Ty helping his grandmother trace her foot
It was not till long after the day was over and my tired brain was finally able to process the days events that I truly came to see what my little 7 year old had undertaken and achieved in so short a period of time. I was overcome with emotion as I realized that he not only had taken the opportunity to work independently to make sure everyone had a good time, but he taught me that he is indeed a "born" leader! Despite his youthfulness and years of growing up yet to do, there was a glimpse of the very capable and strong man that he is to become and I almost missed it happening due to my own distractedness that day.

He took the time to have his father tell him the names of everyone who was coming so he could divide us up into groups. Those groups were carefully thought out by him and were indeed ones that really worked well together. He taught all of his hosts what they need to do and set up the activity areas with all the necessary objects, such as pens, paper, game boards, scissors, tape, etc, to make it easy on the guests to participate. He thoughtfully selected locations for each station and made sure there were enough seats for each person. In short, he took the "bull by the horns" and 16 people had a blast!

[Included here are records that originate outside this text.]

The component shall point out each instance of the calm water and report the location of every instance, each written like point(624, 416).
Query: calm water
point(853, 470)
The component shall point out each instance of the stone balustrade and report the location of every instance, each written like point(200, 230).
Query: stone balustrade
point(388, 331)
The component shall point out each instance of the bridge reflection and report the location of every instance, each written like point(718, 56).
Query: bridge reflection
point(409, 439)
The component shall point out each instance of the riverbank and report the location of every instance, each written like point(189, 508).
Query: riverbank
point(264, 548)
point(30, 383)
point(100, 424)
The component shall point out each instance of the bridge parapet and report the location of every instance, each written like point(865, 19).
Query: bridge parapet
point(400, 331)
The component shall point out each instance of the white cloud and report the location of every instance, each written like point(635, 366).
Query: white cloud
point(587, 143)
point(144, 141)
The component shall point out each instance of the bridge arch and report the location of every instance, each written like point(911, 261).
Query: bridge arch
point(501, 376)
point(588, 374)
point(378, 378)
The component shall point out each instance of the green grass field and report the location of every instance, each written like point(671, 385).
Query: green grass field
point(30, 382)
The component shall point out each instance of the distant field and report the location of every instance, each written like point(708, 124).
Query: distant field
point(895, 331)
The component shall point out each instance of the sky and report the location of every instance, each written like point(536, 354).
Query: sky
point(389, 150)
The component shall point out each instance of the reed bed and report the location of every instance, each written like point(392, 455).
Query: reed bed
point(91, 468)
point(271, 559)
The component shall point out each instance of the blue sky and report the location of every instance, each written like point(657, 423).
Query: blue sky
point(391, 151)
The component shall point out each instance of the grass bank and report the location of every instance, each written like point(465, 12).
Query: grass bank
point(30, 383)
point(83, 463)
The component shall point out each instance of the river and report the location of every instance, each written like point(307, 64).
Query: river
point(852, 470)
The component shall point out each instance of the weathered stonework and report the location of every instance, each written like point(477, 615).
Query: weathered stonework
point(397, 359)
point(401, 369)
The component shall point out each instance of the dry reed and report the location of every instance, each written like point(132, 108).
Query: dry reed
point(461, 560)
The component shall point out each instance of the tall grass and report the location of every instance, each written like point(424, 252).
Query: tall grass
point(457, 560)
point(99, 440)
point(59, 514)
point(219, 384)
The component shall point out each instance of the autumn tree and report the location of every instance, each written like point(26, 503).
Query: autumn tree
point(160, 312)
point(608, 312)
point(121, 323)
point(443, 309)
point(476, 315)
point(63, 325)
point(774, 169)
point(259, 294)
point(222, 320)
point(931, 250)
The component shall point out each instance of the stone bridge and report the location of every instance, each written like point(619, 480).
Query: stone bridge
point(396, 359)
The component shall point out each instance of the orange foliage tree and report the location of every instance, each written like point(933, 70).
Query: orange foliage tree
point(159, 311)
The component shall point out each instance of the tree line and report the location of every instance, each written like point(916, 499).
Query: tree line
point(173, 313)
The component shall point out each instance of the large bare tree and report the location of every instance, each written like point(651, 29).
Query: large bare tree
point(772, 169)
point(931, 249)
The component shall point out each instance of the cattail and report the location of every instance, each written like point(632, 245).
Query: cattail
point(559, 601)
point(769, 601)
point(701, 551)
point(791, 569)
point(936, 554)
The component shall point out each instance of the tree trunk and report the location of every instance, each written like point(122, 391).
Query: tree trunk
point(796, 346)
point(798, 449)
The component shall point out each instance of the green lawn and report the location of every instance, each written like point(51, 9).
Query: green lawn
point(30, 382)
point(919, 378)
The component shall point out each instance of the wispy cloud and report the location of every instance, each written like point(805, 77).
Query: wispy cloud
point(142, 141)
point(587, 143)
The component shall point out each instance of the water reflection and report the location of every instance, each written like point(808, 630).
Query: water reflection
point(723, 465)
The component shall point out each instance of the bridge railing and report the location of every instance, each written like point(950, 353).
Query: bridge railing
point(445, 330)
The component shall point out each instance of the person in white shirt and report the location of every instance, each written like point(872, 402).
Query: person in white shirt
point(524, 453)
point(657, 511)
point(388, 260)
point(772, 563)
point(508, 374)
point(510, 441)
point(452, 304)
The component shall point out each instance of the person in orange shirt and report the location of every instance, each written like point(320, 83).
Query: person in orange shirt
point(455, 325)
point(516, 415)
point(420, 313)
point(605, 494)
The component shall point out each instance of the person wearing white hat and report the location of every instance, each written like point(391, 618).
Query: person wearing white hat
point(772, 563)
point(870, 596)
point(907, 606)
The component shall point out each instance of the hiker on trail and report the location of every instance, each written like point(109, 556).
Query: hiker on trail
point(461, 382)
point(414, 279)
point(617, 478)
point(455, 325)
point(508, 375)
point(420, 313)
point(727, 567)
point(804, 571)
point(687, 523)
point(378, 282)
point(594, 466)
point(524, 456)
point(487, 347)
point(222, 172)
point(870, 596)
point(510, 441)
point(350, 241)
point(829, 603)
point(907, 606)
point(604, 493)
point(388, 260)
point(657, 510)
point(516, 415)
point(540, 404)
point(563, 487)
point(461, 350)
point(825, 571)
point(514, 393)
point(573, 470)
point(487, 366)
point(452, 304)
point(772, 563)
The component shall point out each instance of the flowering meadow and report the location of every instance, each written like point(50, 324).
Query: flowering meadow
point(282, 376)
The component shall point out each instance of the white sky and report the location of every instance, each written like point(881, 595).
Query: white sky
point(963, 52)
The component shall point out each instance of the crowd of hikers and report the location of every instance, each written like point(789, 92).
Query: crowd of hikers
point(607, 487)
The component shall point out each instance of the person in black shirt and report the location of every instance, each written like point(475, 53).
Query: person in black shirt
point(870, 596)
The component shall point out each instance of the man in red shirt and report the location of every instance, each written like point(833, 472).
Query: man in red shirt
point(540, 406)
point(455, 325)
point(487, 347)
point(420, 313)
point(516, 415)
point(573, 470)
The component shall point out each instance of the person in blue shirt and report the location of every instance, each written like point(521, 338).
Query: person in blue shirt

Two hip college students making turkey cut-outs
Dad leading the dudes in math games
I am so moved to be retelling the days events here because I know how difficult it can be as a parent to truly "see" it all. It is so easy to become caught up with our myriad of activities and routines, that we sometimes miss what is unfolding right before our very eyes.  So thank you to my little man who took so much upon his young shoulders and made the day even more special for a bunch of "grown-ups" who every now and then need to be reminded what it means to let go and be a kid! I am in awe of the man you are to become one day and no matter what your path or choice in life, know now that you are supported in all your future endeavors whatever those may be! 

After all, raising a child is about learning to let them go, even when the things they do make us want to hold on to them even tighter.